To enable the EBRD to increase business further and more fully plug the private sector shortfall, it is approaching its shareholders—chiefly the countries of operation and leading developed nations—for a major capital increase, around €8 billion to €10 billion. It hopes to see this approved at the bank’s annual general meeting in Zagreb, Croatia, in May.
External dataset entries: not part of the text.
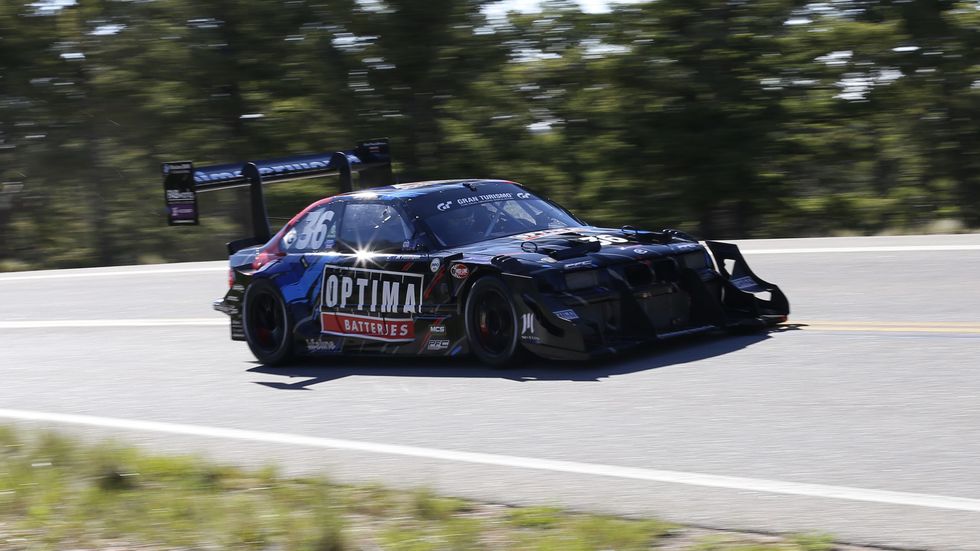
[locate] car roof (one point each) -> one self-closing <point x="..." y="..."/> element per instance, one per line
<point x="409" y="190"/>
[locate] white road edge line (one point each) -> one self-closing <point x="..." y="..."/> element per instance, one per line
<point x="162" y="322"/>
<point x="58" y="274"/>
<point x="652" y="475"/>
<point x="896" y="249"/>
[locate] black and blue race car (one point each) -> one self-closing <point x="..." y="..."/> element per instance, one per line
<point x="451" y="267"/>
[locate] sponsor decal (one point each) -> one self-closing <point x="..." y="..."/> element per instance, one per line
<point x="579" y="265"/>
<point x="477" y="199"/>
<point x="370" y="304"/>
<point x="543" y="233"/>
<point x="567" y="315"/>
<point x="317" y="346"/>
<point x="460" y="271"/>
<point x="603" y="239"/>
<point x="527" y="324"/>
<point x="412" y="185"/>
<point x="438" y="344"/>
<point x="527" y="329"/>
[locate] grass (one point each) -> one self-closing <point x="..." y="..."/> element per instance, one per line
<point x="58" y="494"/>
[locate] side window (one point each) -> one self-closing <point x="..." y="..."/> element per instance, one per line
<point x="374" y="227"/>
<point x="316" y="231"/>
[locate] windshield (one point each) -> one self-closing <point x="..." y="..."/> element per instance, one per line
<point x="464" y="224"/>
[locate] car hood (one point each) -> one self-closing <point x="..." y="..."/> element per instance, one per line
<point x="583" y="247"/>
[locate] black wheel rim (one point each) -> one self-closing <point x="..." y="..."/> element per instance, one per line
<point x="265" y="320"/>
<point x="493" y="322"/>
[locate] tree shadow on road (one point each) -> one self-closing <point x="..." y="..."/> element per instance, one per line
<point x="314" y="371"/>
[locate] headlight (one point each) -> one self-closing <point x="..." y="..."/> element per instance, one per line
<point x="585" y="279"/>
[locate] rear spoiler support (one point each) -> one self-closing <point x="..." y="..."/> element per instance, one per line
<point x="371" y="160"/>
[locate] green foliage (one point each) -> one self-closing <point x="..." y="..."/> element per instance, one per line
<point x="743" y="119"/>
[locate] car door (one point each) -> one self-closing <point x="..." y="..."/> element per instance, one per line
<point x="372" y="292"/>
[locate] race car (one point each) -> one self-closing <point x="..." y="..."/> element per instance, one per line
<point x="451" y="267"/>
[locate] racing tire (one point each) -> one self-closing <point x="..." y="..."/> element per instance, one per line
<point x="492" y="323"/>
<point x="267" y="323"/>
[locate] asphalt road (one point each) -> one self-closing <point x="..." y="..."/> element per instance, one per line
<point x="860" y="418"/>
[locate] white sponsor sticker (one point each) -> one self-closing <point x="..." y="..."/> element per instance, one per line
<point x="567" y="315"/>
<point x="438" y="344"/>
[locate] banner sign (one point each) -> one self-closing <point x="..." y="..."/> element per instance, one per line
<point x="179" y="193"/>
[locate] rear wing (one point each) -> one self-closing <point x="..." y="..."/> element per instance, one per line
<point x="371" y="160"/>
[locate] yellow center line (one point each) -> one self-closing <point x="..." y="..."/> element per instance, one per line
<point x="892" y="326"/>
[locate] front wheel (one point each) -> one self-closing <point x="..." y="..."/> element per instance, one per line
<point x="491" y="323"/>
<point x="267" y="323"/>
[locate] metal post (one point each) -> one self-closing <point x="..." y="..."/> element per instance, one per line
<point x="260" y="217"/>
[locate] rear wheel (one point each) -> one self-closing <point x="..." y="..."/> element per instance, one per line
<point x="491" y="323"/>
<point x="267" y="323"/>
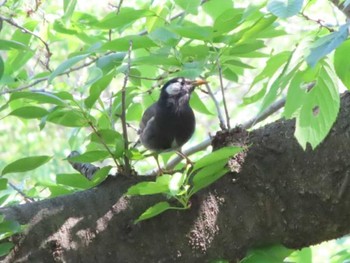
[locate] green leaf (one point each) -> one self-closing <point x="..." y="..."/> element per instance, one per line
<point x="341" y="63"/>
<point x="5" y="248"/>
<point x="3" y="183"/>
<point x="163" y="35"/>
<point x="303" y="256"/>
<point x="208" y="175"/>
<point x="227" y="21"/>
<point x="192" y="31"/>
<point x="123" y="43"/>
<point x="123" y="18"/>
<point x="319" y="110"/>
<point x="256" y="97"/>
<point x="327" y="44"/>
<point x="68" y="7"/>
<point x="217" y="7"/>
<point x="89" y="157"/>
<point x="110" y="61"/>
<point x="189" y="6"/>
<point x="134" y="112"/>
<point x="8" y="45"/>
<point x="176" y="181"/>
<point x="67" y="117"/>
<point x="272" y="66"/>
<point x="29" y="112"/>
<point x="25" y="164"/>
<point x="75" y="180"/>
<point x="153" y="211"/>
<point x="284" y="8"/>
<point x="198" y="105"/>
<point x="2" y="67"/>
<point x="222" y="154"/>
<point x="41" y="97"/>
<point x="272" y="254"/>
<point x="295" y="96"/>
<point x="66" y="65"/>
<point x="161" y="185"/>
<point x="101" y="175"/>
<point x="97" y="88"/>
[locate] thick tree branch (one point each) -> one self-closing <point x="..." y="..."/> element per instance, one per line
<point x="282" y="195"/>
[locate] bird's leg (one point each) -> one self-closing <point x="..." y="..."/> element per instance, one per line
<point x="160" y="170"/>
<point x="188" y="161"/>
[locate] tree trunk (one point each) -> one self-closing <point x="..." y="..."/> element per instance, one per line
<point x="281" y="195"/>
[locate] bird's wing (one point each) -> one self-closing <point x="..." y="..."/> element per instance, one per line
<point x="147" y="116"/>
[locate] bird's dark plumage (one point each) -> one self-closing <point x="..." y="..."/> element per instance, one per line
<point x="169" y="123"/>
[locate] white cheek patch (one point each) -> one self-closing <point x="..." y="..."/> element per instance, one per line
<point x="173" y="88"/>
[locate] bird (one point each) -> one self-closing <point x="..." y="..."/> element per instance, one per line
<point x="170" y="122"/>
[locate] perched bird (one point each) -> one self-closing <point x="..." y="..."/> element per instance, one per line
<point x="169" y="123"/>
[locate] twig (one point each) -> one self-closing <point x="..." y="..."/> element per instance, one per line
<point x="269" y="111"/>
<point x="103" y="142"/>
<point x="341" y="7"/>
<point x="24" y="30"/>
<point x="318" y="21"/>
<point x="123" y="115"/>
<point x="228" y="126"/>
<point x="27" y="198"/>
<point x="46" y="78"/>
<point x="204" y="144"/>
<point x="217" y="106"/>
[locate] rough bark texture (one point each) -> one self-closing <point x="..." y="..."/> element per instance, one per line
<point x="282" y="195"/>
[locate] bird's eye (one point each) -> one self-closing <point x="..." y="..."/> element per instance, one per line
<point x="173" y="88"/>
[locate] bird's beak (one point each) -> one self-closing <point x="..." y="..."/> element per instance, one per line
<point x="199" y="82"/>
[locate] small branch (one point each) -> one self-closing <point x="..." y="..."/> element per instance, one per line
<point x="340" y="5"/>
<point x="8" y="91"/>
<point x="217" y="106"/>
<point x="103" y="142"/>
<point x="26" y="198"/>
<point x="86" y="169"/>
<point x="318" y="21"/>
<point x="24" y="30"/>
<point x="228" y="126"/>
<point x="123" y="115"/>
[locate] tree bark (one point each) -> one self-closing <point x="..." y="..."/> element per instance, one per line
<point x="281" y="195"/>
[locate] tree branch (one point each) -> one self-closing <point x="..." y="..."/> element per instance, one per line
<point x="266" y="203"/>
<point x="206" y="143"/>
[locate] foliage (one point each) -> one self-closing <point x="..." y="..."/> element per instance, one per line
<point x="72" y="76"/>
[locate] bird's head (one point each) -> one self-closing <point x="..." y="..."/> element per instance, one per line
<point x="178" y="90"/>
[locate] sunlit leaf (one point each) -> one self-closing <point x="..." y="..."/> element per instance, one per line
<point x="326" y="44"/>
<point x="341" y="62"/>
<point x="284" y="8"/>
<point x="66" y="65"/>
<point x="89" y="157"/>
<point x="5" y="248"/>
<point x="124" y="17"/>
<point x="319" y="110"/>
<point x="189" y="6"/>
<point x="29" y="112"/>
<point x="8" y="45"/>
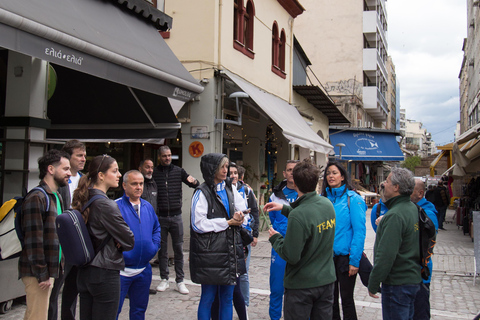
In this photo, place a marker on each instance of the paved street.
(453, 295)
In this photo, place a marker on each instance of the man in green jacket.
(307, 248)
(397, 253)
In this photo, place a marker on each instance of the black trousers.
(312, 303)
(53, 302)
(344, 287)
(99, 293)
(422, 303)
(69, 293)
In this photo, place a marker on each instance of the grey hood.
(209, 164)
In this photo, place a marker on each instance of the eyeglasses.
(98, 169)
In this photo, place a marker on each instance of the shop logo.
(365, 142)
(62, 56)
(177, 92)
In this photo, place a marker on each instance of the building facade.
(242, 51)
(350, 61)
(470, 70)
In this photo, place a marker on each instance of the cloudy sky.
(425, 41)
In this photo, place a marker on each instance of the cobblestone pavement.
(453, 295)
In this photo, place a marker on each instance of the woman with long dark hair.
(350, 234)
(99, 282)
(216, 247)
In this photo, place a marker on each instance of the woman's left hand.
(352, 270)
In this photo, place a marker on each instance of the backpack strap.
(95, 197)
(379, 209)
(105, 241)
(46, 196)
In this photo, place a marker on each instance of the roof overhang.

Mirow: EBRD is ready to play a crucial role in post-crisis Europe
Given the economic prospects of the region, the EBRD will have no shortage of companies, municipalities and banks lining up for its cash. Although the general outlook has improved, the region is by no means out of the woods. The EBRD’s latest figures suggest that after a contraction of 6% last year, GDP across the region should grow by 3.3% in 2010, 0.8 percentage points more than initially anticipated, thanks to a recovery in commodity prices (benefiting Russia and Kazakhstan) and a resumption in capital flows, notably to large nations. However, small countries will continue to have a rough time, with some—notably the three Baltic states and Hungary—expected to endure a further year of negative growth. Bulgaria and Romania will continue to suffer from continued fiscal tightening.
“Recovery in the region remains fragile, with large variations across countries,” concludes EBRD chief economist Erik Berglof. Mirow agrees the going will be tough this year and almost certainly beyond. He says risks include persisting bank sector fragilities, a rise in non-performing loans—reflecting the vast increase in often euro-denominated consumer debt over the past few years, which following the rise in that currency’s value has become increasingly expensive—and rising unemployment.
“Even if the downside risks do not materialize, there is a lot for us to do,” Mirow argues, identifying a number of priority areas for the bank.
The first concerns the financial sector. As regards banks, the EBRD expects its focus to switch from addressing liquidity issues to re-capitalization. Given the negative impact caused by the loss of Western capital, it will also concentrate on building up local capital markets, especially in those countries without any immediate prospect of joining the euro.
A second area of focus will be on climate change mitigation and improving the energy efficiency of the transition countries, almost all of which—as a consequence of communism’s energy inefficiencies—continue to have high energy-usage-to-GDP ratios.
Another will be aiding corporate restructuring; the EBRD plans to recruit additional experts in this field to work in countries across the region. It will accompany this with boosting economic diversification, particularly key in economies—like Russia and much of central Asia—that remain highly commodity dependent. The hope is that, in this way, unemployment will be alleviated. Mirow is under no illusion how tough many countries’ prospects are, given that some—like Latvia and Lithuania—have seen one-fifth of their GDP evaporate during the economic downturn. However, he is heartened that despite accompanying hardships the basic concept of a transition to a free market economy has not been questioned.
“Although the risk remains, it is remarkable the degree to which there have been no political setbacks,” Mirow points out, adding that the key concern of the EBRD—and of the other IFIs—remains the region’s continued stability.
“Particularly given the risk of deleveraging by some [Western] banks,” Mirow says, “we must take care that the overall engagement with the region remains stable.”